Plus nous avons conscience d’être dans l’égarement et la confusion, plus nous sommes désireux d’être guidés et informés; c’est ainsi que l’autorité se fonde au nom d’un État, d’une religion, d’un maître ou d’un leader politique. Il n’y a pas d’intermédiaire entre nous et la réalité, s’il s’en présente un, méfions-nous, il ne peut pas connaître notre vérité, ni nous dicter ce que nous devons faire ou ne pas faire.
Ce qui est important n’est pas de découvrir qui détient l’autorité, mais pourquoi nous le suivons. La confusion est en nous, c’est nous qui l’y avons mise, et c’est à nous seuls qu’il appartient de la balayer.
Tant que nous désirerons devenir quelque chose ou quelqu’un, sur quelque plan que ce soit, nous serons condamnés à la douleur et à la confusion. Établir une autorité, se conformer à une autorité, c’est refuser de comprendre soi-même. Lorsqu’il y a compréhension il y a liberté, et la liberté ne se donne ni ne s’achète. Ce qui s’achète peut être perdu, ce qui se donne peut être repris; aussi l’autorité et la peur vont-elles de paire. La peur ne prend fin que lorsque cesse le désir de devenir.

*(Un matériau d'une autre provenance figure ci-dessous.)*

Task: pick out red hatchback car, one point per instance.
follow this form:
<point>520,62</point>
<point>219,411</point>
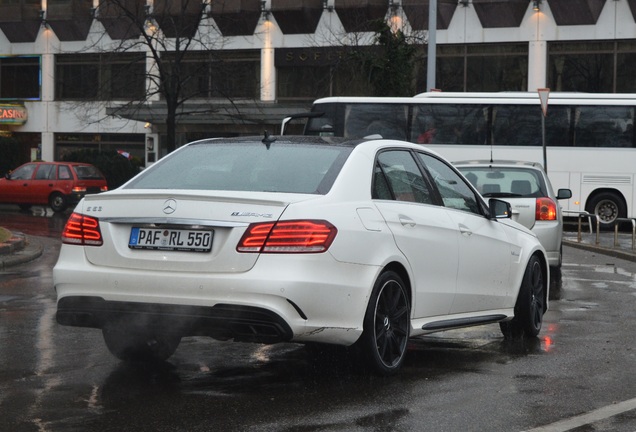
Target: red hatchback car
<point>58,184</point>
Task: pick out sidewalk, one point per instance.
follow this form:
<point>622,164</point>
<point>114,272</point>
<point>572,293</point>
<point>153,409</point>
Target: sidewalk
<point>18,249</point>
<point>607,243</point>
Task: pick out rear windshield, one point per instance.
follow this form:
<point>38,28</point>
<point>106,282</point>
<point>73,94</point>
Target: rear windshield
<point>88,172</point>
<point>502,181</point>
<point>283,167</point>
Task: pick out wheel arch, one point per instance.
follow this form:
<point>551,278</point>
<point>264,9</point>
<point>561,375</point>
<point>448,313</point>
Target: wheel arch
<point>545,266</point>
<point>398,268</point>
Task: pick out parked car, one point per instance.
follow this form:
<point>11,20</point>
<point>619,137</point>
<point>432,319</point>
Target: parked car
<point>303,239</point>
<point>527,188</point>
<point>57,184</point>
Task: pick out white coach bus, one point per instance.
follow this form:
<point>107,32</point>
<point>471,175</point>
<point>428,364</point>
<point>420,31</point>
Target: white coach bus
<point>590,143</point>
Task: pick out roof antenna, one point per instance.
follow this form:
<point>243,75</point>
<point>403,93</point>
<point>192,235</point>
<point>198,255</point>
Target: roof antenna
<point>267,139</point>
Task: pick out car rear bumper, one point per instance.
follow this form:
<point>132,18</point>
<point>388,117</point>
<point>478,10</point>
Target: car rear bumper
<point>221,321</point>
<point>321,301</point>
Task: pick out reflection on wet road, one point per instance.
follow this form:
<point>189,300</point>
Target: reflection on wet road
<point>39,221</point>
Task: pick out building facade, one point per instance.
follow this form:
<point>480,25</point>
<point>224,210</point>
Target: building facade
<point>66,84</point>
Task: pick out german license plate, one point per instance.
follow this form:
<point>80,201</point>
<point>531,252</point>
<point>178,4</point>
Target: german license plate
<point>170,239</point>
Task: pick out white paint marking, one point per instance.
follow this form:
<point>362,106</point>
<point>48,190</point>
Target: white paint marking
<point>588,418</point>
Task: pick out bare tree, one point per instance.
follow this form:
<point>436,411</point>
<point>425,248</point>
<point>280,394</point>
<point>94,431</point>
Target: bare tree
<point>179,42</point>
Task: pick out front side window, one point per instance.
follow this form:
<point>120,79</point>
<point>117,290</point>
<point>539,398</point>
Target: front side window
<point>397,177</point>
<point>454,191</point>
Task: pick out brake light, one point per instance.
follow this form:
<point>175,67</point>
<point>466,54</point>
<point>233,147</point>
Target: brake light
<point>296,236</point>
<point>546,209</point>
<point>82,230</point>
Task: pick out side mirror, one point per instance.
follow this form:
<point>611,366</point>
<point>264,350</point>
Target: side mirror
<point>499,209</point>
<point>564,194</point>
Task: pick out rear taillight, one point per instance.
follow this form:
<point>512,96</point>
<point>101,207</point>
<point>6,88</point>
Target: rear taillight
<point>546,209</point>
<point>296,236</point>
<point>82,230</point>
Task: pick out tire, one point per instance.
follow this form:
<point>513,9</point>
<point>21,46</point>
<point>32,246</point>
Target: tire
<point>386,327</point>
<point>140,344</point>
<point>57,202</point>
<point>530,305</point>
<point>607,206</point>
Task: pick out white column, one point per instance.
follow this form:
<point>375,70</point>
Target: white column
<point>537,65</point>
<point>268,69</point>
<point>47,145</point>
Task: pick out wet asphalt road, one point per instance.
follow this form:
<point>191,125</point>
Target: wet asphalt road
<point>55,378</point>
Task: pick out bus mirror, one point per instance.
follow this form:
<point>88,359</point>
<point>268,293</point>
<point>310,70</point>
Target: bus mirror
<point>564,194</point>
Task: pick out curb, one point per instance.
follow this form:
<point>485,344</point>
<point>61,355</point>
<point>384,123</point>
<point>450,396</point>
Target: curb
<point>616,253</point>
<point>19,249</point>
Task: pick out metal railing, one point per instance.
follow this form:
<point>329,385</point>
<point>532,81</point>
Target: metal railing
<point>581,215</point>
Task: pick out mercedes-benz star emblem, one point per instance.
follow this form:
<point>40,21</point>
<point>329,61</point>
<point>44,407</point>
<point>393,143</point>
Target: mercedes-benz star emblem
<point>169,206</point>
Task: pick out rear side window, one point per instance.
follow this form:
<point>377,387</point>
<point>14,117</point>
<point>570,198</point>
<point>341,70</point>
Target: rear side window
<point>506,182</point>
<point>87,172</point>
<point>25,172</point>
<point>281,167</point>
<point>45,172</point>
<point>64,173</point>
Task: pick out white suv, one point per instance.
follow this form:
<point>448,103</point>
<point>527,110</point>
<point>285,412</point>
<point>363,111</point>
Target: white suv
<point>527,188</point>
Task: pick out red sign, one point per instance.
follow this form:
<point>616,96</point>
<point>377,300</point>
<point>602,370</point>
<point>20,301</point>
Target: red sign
<point>13,114</point>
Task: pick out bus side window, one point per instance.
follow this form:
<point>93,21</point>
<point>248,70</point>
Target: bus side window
<point>387,120</point>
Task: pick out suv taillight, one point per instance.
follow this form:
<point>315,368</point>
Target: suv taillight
<point>295,236</point>
<point>82,230</point>
<point>546,209</point>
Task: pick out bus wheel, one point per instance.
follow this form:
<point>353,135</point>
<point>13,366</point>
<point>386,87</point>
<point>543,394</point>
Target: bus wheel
<point>607,206</point>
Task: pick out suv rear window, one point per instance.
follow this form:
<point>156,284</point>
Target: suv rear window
<point>248,166</point>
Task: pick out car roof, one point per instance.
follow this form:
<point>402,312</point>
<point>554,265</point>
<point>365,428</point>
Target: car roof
<point>499,163</point>
<point>57,163</point>
<point>285,139</point>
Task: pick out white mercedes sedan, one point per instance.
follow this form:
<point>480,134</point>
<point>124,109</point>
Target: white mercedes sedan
<point>361,243</point>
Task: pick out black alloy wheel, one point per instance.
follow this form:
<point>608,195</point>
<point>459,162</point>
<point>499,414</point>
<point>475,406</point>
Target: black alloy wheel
<point>530,305</point>
<point>386,325</point>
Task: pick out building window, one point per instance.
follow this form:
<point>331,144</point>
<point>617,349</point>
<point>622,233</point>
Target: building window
<point>594,67</point>
<point>213,74</point>
<point>20,78</point>
<point>133,144</point>
<point>309,73</point>
<point>480,67</point>
<point>112,76</point>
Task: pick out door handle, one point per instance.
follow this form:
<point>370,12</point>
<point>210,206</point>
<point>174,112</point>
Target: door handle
<point>465,230</point>
<point>406,221</point>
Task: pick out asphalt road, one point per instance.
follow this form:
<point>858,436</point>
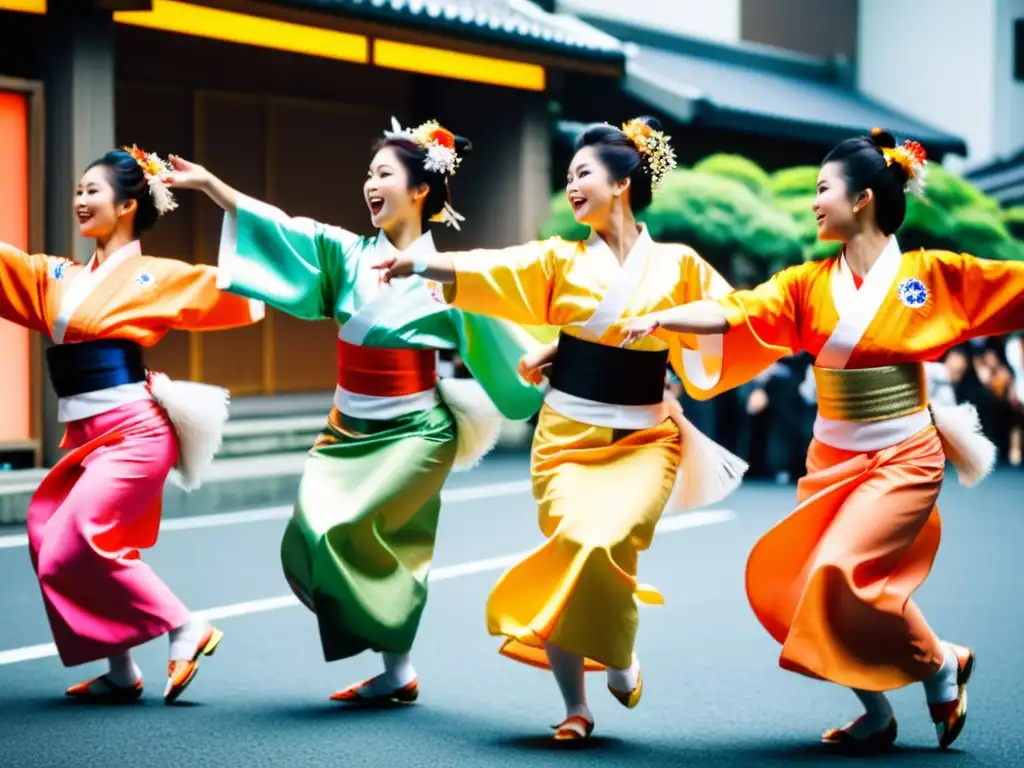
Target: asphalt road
<point>714,694</point>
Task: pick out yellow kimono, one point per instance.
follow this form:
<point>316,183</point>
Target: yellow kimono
<point>833,582</point>
<point>602,473</point>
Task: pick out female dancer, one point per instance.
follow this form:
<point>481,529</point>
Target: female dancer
<point>127,428</point>
<point>359,546</point>
<point>607,445</point>
<point>833,582</point>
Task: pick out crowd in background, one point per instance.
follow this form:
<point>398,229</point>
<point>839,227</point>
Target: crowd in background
<point>768,422</point>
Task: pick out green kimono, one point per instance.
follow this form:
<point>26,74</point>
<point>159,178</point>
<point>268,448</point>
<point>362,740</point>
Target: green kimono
<point>359,545</point>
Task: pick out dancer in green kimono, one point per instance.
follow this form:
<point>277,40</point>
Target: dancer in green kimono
<point>360,542</point>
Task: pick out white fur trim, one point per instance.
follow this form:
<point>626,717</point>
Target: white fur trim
<point>708,473</point>
<point>198,413</point>
<point>963,441</point>
<point>478,424</point>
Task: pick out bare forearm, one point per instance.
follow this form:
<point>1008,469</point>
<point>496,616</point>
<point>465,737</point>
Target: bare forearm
<point>224,196</point>
<point>700,317</point>
<point>438,267</point>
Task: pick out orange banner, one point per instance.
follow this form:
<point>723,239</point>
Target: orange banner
<point>15,382</point>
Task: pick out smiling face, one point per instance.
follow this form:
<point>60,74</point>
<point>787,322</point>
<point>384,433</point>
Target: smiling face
<point>95,208</point>
<point>591,189</point>
<point>835,205</point>
<point>387,194</point>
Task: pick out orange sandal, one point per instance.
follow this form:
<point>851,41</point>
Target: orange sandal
<point>100,689</point>
<point>949,717</point>
<point>573,728</point>
<point>406,694</point>
<point>181,672</point>
<point>878,740</point>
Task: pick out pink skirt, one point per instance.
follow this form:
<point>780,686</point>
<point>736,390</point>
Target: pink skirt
<point>86,523</point>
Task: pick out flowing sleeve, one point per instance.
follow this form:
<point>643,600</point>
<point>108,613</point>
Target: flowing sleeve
<point>514,284</point>
<point>985,296</point>
<point>763,328</point>
<point>199,305</point>
<point>292,263</point>
<point>24,280</point>
<point>492,348</point>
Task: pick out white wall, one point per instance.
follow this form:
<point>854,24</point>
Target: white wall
<point>934,59</point>
<point>1009,113</point>
<point>715,19</point>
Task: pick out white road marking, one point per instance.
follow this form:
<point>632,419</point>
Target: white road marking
<point>452,496</point>
<point>669,524</point>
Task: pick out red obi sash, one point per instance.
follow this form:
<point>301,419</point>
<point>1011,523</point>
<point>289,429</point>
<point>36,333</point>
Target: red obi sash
<point>385,373</point>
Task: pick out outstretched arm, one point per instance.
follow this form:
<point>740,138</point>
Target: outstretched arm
<point>187,175</point>
<point>23,286</point>
<point>294,264</point>
<point>697,317</point>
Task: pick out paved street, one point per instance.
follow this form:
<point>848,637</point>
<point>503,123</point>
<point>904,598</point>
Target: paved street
<point>713,696</point>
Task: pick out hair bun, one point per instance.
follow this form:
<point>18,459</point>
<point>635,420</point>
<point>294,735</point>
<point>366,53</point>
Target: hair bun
<point>883,138</point>
<point>463,145</point>
<point>652,123</point>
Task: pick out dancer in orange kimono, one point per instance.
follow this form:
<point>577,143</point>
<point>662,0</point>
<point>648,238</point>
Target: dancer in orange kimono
<point>833,582</point>
<point>127,427</point>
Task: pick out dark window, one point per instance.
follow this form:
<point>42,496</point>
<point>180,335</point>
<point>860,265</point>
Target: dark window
<point>1019,49</point>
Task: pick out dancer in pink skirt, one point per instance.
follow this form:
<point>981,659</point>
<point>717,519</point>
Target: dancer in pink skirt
<point>127,427</point>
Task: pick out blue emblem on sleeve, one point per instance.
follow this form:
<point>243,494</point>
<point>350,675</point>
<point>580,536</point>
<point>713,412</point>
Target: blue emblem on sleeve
<point>57,267</point>
<point>912,293</point>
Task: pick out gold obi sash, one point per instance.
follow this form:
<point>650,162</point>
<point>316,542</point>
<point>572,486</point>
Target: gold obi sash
<point>871,394</point>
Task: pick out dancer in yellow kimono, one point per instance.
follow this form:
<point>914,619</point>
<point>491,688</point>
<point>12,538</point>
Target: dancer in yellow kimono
<point>833,582</point>
<point>607,445</point>
<point>127,427</point>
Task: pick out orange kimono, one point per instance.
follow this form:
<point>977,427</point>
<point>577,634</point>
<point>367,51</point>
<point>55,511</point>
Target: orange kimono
<point>833,582</point>
<point>127,429</point>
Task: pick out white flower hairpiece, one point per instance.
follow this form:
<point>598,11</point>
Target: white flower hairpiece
<point>654,147</point>
<point>153,168</point>
<point>913,159</point>
<point>438,143</point>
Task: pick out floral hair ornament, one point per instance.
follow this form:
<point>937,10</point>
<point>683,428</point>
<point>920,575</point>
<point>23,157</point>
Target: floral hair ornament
<point>911,157</point>
<point>438,143</point>
<point>654,147</point>
<point>153,168</point>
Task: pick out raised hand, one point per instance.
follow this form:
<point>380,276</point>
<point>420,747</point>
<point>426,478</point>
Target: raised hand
<point>186,175</point>
<point>637,328</point>
<point>532,366</point>
<point>394,266</point>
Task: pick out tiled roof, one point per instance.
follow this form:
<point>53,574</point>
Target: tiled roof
<point>516,23</point>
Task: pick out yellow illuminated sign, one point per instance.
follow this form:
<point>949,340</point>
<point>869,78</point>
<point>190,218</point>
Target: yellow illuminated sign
<point>171,15</point>
<point>26,6</point>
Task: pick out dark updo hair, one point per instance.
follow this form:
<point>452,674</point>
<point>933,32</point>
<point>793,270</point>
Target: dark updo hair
<point>412,157</point>
<point>129,182</point>
<point>864,167</point>
<point>622,159</point>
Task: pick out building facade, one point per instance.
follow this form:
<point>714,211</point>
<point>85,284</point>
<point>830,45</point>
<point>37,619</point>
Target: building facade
<point>283,101</point>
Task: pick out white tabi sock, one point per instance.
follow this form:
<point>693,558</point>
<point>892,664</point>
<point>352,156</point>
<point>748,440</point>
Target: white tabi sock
<point>941,686</point>
<point>567,669</point>
<point>878,713</point>
<point>625,681</point>
<point>398,672</point>
<point>124,672</point>
<point>185,639</point>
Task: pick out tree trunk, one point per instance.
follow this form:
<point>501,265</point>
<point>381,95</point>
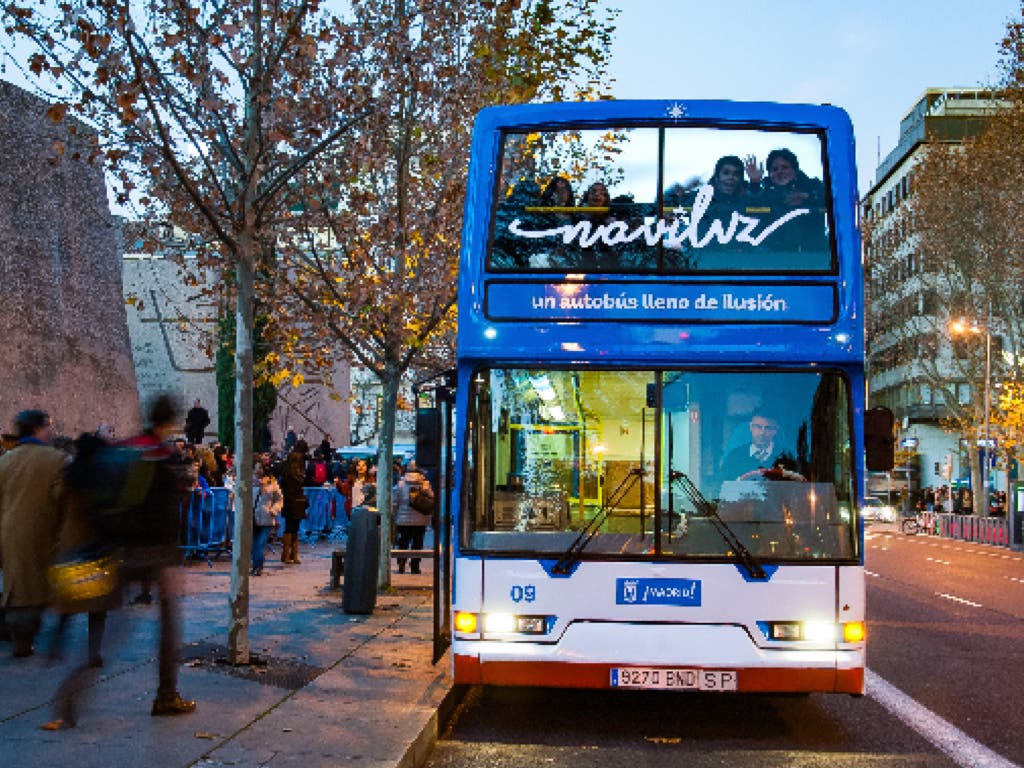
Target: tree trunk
<point>238,633</point>
<point>385,481</point>
<point>977,493</point>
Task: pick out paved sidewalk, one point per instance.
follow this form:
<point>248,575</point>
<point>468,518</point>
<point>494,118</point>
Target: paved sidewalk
<point>329,689</point>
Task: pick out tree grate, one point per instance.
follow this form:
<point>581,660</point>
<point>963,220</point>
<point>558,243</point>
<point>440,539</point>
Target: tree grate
<point>279,672</point>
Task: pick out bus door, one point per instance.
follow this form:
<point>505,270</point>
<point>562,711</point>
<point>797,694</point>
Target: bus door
<point>433,455</point>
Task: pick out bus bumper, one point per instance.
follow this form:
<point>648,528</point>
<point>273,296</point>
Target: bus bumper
<point>593,655</point>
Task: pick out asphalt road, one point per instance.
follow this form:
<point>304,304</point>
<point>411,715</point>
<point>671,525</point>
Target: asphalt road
<point>946,654</point>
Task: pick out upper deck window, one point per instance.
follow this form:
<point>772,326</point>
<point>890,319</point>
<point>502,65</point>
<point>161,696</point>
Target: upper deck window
<point>663,200</point>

Pour nous comprendre afin de produire un changement radical dans la structure de notre mental, nous n’avons pas besoin ni d’une autorité millénaire ni de celle d’hier, car nous sommes des êtres vivants, toujours en mouvement dans l’existence, toujours changeants. Être libre de toute autorité, de la nôtre et de celle d’autrui, c’est mourir au passé, de sorte que l’esprit est toujours frais, toujours jeune, innocent, plein de vigueur et d’attention au présent. C’est alors seulement que l’on observe et que l’on apprend.
Dans la recherche de la connaissance de soi, le "maître" n’a aucune autorité, son devoir est de dissiper l’ignorance, et non d’ajouter son ignorance à la vôtre. Lorsqu’il nous dit d’observer cela ne lui donne pas de l’autorité, il nous demande de partager son observation. Nous sommes seuls à regarder, personne ne peut voir pour nous.
Si quelqu’un nous dit ce que nous devons ou ne devons pas faire, c’est que nous n’avons pas la capacité de la découvrir nous-mêmes et devenons esclaves dès le début, nous perdons notre liberté. Celle-ci ne se trouve pas après, mais au commencement de l’enseignement de l’observation active sans jugement. Ce jugement est une autorité intérieure issue des expériences passées. Le passé est mort et la mort est la fin de ce qui est vivant.